Selecting your products is a vital step to becoming a professional makeup artist (or even if you’re just doing your own makeup!). You will want to avoid using products containing components which may be detrimental for your skin. One fantastic way to make certain your goods are safe for you and your customers is to start looking for cosmetics made from vegan ingredients. Vegan beauty products bypass not just the awful chemical components that harm skin, but also components derived from animals. You will frequently hear vegan cosmetics known as “cruelty-free” for all these reasons. Employing vegan products is advantageous to you and also the creatures who’d otherwise be harmed for the interest of product testing.

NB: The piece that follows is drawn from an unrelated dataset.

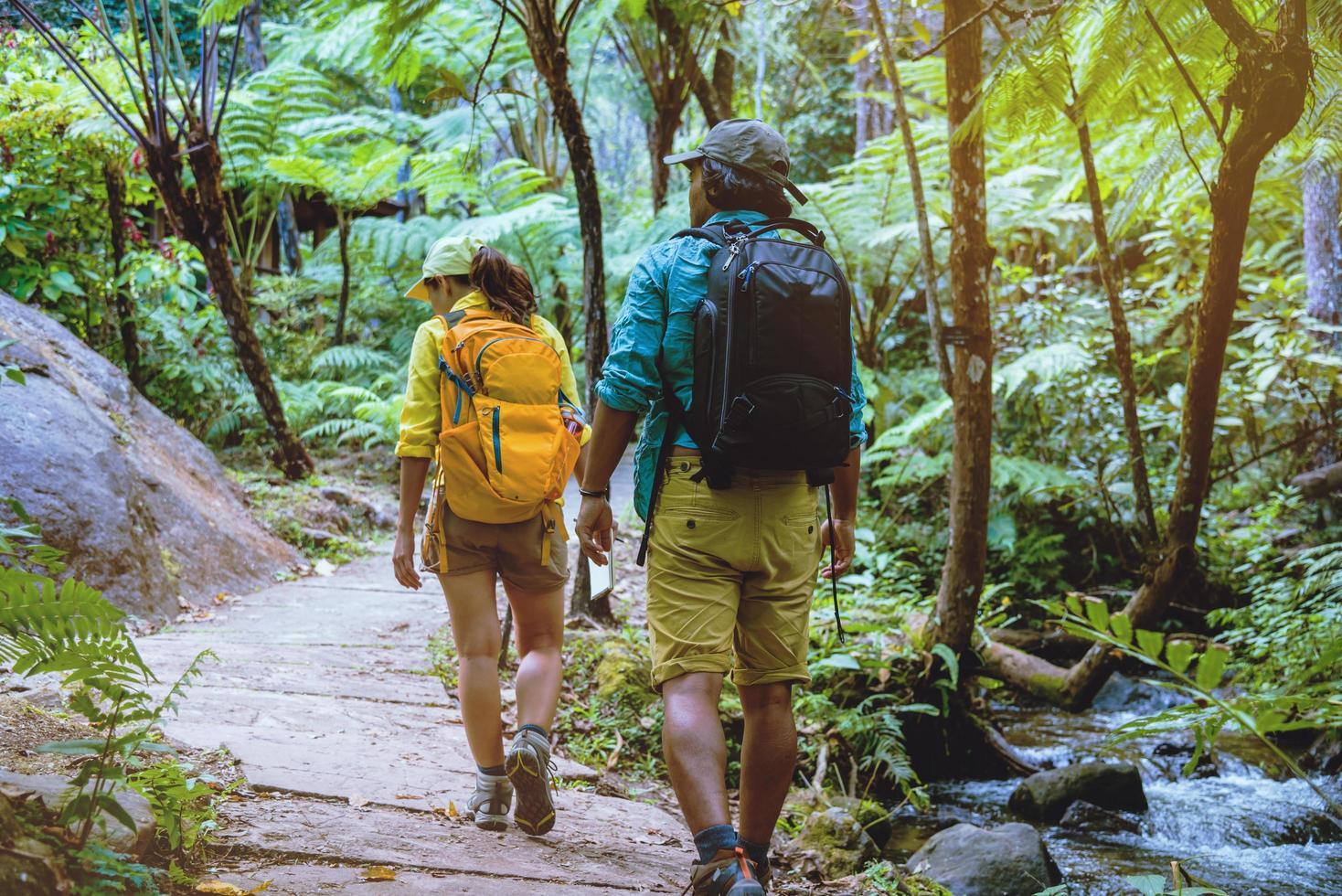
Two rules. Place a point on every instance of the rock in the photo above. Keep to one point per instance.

With the ongoing trend concerning fitness and health as well as the prevalence clean living, the demand for vegan cosmetics has improved greatly. Because of this, many popular makeup manufacturers are using animal-free formulas to make their goods.
What’s vegan makeup made from?
Throughout history, lots of different ingredients have been used in makeup and these have not always been skin-friendly. Imagine how much harm your skin will have to put up with if you used goods made of lead or ash, like girls did in the 1800s. Beauty goods also have historically been made using chemicals which can cause cancer. Mostly, however, makeup throughout the decades has been created using different kinds of animal fat.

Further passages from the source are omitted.